Schreiber recalls a professional services firm that had a tax lien pop up in local court records. “They didn’t even know it was online until a big client mentioned it,” he says. “It didn’t matter that they’d already paid it off. The damage was done the moment it got brought up.”
In some industries, this isn’t just bad PR, it’s a dealbreaker. Companies in finance, law, or healthcare often undergo due diligence checks. Public filings are one of the first things reviewed. “If something like that’s unresolved or visible, it can kill a deal before you even get a call,” Schreiber warns.
Financial records stick because they’re indexed by platforms people trust: government portals, court sites, and credible media outlets. Unlike social posts or old blog content, these aren’t things you can just delete.
“A lot of people don’t realize that sites like court record aggregators make money by surfacing this stuff,” Schreiber explains. “They’re incentivized to keep it there because it drives traffic.”
On top of that, AI-driven search makes it worse. Google’s AI Overviews and tools like ChatGPT pull from those public records and summarize them. “We’ve seen AI summaries flat-out misstate things,” Schreiber says. “One client had a bankruptcy from a dissolved LLC show up as if it was tied to their current business. It wasn’t even close, but to a reader, it looked legit.”
Avoid shortcuts. Buying fake reviews or paying shady “removal” firms can backfire. With the FTC’s 2024 rules, deceptive review practices can trigger fines up to$51,744 per violation[2] . In the UK businesses can face penalties up to 10% of global revenue[3] .
“Trying to bury a financial record with fake PR pieces or paid reviews is a terrible idea,” Schreiber says. “It’s not just risky, it looks worse if you get caught.”
So how do you fix it? You can’t always remove public records even after they’ve been resolved. But you can outnumber and outweigh them.
If there’s context to share, add it to your website or bio. “Don’t ignore it if people bring it up,” Schreiber says. “One client added a simple FAQ: ‘Why does a lien show up under our name?’ They explained it was resolved years ago. It took the sting out of it.”
Transparency, when done right, can turn a red flag into proof of recovery.
Create content that ranks higher than old records. Publish articles, case studies, and thought leadership that showcase expertise.
This is where structured, long-tail content helps. Target searches like “Is [Your Company] trustworthy?” or “[Your Name] reviews.” These are the queries AI tools and search users rely on.

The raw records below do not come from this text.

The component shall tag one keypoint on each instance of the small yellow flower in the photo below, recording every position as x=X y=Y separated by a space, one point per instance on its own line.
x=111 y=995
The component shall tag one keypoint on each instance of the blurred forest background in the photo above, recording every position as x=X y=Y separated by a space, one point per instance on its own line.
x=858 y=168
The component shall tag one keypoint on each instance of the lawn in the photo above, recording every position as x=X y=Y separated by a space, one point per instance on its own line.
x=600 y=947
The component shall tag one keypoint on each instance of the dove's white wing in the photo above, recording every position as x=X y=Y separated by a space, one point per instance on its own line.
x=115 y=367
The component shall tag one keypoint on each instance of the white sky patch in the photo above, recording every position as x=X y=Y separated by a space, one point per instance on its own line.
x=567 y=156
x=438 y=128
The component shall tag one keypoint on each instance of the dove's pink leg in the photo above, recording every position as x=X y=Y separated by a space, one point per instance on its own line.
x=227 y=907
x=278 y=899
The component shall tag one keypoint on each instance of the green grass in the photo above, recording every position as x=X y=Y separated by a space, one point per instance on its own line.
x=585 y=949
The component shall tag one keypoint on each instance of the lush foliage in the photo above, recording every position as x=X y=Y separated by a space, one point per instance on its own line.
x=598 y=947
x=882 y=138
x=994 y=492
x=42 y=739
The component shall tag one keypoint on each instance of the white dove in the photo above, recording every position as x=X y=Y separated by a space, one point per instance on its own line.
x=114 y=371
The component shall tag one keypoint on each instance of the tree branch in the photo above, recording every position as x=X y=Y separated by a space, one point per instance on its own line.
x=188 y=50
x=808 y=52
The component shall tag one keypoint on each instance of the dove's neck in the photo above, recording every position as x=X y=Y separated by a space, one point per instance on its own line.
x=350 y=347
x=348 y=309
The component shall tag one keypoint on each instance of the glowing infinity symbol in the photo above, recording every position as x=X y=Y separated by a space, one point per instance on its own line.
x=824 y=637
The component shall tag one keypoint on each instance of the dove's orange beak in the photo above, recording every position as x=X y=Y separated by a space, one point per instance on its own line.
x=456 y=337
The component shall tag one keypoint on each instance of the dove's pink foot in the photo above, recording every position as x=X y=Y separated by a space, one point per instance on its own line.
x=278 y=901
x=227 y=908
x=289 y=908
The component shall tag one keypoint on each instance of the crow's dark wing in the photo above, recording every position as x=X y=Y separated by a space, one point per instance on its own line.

Fresh, authentic reviews drown out old baggage. Encourage satisfied customers to leave feedback on Google, Yelp, or industry-specific sites.
“Someone might see the bankruptcy, but then they see 150 recent 5-star reviews,” Schreiber says. “It reframes the whole picture.”
Check your name or company in state and court databases. If something’s outdated or inaccurate, file a correction. It’s not instant, but it’s worth doing.
Set up Google Alerts for your name, company, and related terms. “You don’t want to find out from a client that an old lien just popped up on page one,” Schreiber warns. “You need to see it first.”
Financial missteps happen. What matters is how you handle them. In the age of AI search and automated due diligence, those issues don’t stay private. They get indexed, summarized, and put in front of anyone who’s considering doing business with you.
Schreiber’s advice is blunt: “You can’t rewrite the past, but you can build enough of a future online that people stop focusing on it.”
By owning the story, building positive content, and staying ahead of what’s visible, you can rebuild credibility, and turn financial scars into proof that you’ve come back stronger.